Tutorials

We suggest getting started with the tutorials.

Quickstart

A basic demonstration on how to find adversarial examples for a pre-trained example network on the MNIST dataset.

Importing your own neural net

Explains how to import your own network for verification.

Finding adversarial examples, in depth

Discusses the various parameters you can select for find_adversarial_example.

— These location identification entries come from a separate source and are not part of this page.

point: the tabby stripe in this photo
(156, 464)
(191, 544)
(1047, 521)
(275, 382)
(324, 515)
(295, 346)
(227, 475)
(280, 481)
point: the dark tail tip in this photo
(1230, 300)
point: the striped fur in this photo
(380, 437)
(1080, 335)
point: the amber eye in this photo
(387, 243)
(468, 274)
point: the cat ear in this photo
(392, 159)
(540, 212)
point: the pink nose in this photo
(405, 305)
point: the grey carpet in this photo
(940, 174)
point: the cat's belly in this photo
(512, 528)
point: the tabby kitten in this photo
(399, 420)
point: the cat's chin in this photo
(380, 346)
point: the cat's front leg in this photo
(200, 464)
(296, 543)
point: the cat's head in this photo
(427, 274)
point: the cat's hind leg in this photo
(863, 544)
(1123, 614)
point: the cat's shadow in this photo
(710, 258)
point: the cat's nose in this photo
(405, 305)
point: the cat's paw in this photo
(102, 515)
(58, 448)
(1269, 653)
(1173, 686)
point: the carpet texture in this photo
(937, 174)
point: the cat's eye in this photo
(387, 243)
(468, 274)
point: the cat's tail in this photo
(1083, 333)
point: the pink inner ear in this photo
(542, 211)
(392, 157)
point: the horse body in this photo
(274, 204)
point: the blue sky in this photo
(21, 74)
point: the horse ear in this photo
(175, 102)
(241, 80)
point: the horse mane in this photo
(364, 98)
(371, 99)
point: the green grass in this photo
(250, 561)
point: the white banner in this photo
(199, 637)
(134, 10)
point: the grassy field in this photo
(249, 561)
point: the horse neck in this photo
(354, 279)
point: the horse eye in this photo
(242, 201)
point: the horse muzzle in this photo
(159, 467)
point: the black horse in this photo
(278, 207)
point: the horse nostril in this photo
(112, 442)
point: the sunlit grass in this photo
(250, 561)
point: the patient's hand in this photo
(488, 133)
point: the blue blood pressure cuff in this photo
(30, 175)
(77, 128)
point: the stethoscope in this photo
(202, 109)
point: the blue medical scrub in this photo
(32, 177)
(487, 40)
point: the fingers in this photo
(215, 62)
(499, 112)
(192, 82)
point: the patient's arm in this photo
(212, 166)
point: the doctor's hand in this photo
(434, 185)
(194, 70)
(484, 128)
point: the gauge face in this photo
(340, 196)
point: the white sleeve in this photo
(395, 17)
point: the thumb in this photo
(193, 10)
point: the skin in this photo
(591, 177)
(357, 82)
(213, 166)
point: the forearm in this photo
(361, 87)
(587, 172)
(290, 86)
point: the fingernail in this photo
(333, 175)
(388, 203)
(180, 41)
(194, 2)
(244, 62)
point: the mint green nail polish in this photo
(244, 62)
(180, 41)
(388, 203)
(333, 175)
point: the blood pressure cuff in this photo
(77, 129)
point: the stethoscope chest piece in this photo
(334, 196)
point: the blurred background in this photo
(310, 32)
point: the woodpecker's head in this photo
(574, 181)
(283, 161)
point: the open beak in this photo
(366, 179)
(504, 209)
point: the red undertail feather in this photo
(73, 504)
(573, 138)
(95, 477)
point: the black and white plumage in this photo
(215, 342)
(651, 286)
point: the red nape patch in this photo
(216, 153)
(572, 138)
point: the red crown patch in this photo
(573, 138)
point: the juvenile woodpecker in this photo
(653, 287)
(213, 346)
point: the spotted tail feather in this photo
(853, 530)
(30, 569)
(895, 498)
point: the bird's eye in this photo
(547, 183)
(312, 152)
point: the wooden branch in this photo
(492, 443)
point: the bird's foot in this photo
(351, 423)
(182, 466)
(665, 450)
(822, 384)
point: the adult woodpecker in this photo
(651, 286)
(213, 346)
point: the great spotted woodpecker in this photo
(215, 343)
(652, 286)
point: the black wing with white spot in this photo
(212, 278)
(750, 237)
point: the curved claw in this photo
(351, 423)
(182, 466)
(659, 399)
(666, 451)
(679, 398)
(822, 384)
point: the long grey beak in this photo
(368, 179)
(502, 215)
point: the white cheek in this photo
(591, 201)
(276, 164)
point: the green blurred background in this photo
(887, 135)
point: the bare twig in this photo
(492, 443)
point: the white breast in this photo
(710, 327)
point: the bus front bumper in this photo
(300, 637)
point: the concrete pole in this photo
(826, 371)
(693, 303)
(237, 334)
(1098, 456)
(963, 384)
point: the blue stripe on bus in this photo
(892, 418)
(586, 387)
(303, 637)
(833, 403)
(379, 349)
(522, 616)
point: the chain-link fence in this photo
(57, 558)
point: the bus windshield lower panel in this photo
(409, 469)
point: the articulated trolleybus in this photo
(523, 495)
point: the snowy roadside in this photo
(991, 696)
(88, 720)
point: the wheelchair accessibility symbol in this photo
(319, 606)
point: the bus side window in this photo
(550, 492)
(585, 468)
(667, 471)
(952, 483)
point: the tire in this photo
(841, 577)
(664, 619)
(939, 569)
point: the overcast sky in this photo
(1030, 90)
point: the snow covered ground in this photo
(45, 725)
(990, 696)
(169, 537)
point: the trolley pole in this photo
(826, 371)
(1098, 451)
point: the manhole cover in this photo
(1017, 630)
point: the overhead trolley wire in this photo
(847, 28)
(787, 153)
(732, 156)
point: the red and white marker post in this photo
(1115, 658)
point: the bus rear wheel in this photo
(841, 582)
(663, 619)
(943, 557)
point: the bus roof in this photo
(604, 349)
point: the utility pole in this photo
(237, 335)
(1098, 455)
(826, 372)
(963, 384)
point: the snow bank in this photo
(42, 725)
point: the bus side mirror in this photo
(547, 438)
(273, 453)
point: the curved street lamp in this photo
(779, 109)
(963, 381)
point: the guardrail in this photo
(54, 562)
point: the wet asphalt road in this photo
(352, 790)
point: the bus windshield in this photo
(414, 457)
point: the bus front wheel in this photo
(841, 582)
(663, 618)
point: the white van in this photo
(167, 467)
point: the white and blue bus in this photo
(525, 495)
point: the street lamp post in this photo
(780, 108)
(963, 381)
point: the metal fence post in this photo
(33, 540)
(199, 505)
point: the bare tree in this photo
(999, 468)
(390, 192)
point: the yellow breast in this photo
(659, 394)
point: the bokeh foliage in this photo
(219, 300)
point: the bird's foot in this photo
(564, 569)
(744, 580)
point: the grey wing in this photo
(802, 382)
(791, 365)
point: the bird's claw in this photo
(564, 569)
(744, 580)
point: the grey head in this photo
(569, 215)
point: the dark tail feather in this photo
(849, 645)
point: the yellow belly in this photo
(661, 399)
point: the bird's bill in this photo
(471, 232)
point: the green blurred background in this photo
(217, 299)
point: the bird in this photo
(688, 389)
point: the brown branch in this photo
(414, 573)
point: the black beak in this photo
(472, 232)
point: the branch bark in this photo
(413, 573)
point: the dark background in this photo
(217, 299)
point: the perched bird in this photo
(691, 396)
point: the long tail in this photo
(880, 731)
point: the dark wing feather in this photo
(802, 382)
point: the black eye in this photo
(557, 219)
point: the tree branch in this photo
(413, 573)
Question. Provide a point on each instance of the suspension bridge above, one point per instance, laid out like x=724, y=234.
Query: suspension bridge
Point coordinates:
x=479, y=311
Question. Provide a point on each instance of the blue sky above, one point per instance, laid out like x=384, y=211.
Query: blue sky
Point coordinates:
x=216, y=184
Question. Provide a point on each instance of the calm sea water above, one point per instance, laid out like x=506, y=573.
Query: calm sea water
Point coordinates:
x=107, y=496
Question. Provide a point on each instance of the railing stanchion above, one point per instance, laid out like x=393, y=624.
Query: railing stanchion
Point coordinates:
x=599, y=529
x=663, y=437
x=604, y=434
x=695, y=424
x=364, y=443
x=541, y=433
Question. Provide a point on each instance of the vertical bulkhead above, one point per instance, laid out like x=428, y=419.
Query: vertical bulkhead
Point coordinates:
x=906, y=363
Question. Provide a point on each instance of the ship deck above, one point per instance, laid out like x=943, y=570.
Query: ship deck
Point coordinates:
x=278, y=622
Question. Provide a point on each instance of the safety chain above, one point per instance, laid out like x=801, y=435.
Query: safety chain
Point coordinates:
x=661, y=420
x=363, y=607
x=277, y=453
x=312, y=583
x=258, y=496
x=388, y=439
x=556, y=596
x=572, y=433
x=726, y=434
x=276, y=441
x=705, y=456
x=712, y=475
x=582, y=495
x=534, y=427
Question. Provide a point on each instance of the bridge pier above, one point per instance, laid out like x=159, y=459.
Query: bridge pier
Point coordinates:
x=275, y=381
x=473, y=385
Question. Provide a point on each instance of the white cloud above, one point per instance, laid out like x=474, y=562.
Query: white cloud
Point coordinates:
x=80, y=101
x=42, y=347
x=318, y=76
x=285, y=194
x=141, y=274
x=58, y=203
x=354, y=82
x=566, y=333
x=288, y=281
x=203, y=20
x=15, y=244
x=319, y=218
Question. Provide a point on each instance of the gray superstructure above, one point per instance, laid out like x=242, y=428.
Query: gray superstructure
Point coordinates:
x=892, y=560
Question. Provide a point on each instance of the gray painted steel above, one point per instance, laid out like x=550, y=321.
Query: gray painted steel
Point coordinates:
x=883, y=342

We explain how to

• Better specify targeted labels for the perturbed image (including multiple targeted labels)

• Have more precise control over the activations in the output layer

• Restrict the family of perturbations (for example to the blurring perturbations discussed in our paper)

• Select whether you want to minimize the $L_1$, $L_2$ or $L_\infty$ norm of the perturbation.

• Determine whether you are rebuilding the model expressing the constraints of the neural network from scratch, or loading the model from cache.

• Modify the amount of time dedicated to building the model (by selecting the tightening_algorithm, and/or passing in a custom tightening_solver).

For Gurobi, we show how to specify solver settings to:

• Mute output

• Terminate early if:

  • A time limit is reached

  • Lower bounds on robustness are proved (that is, we prove that no adversarial example can exist closer than some threshold)

  • An adversarial example is found that is closer to the input than expected

  • The gap between the upper and lower objective bounds falls below a selected threshold

Interpreting the output of find_adversarial_example

Walks you through the output dictionary produced by a call to find_adversarial_example.

Managing log output

Explains how to get more granular log settings and to write log output to file.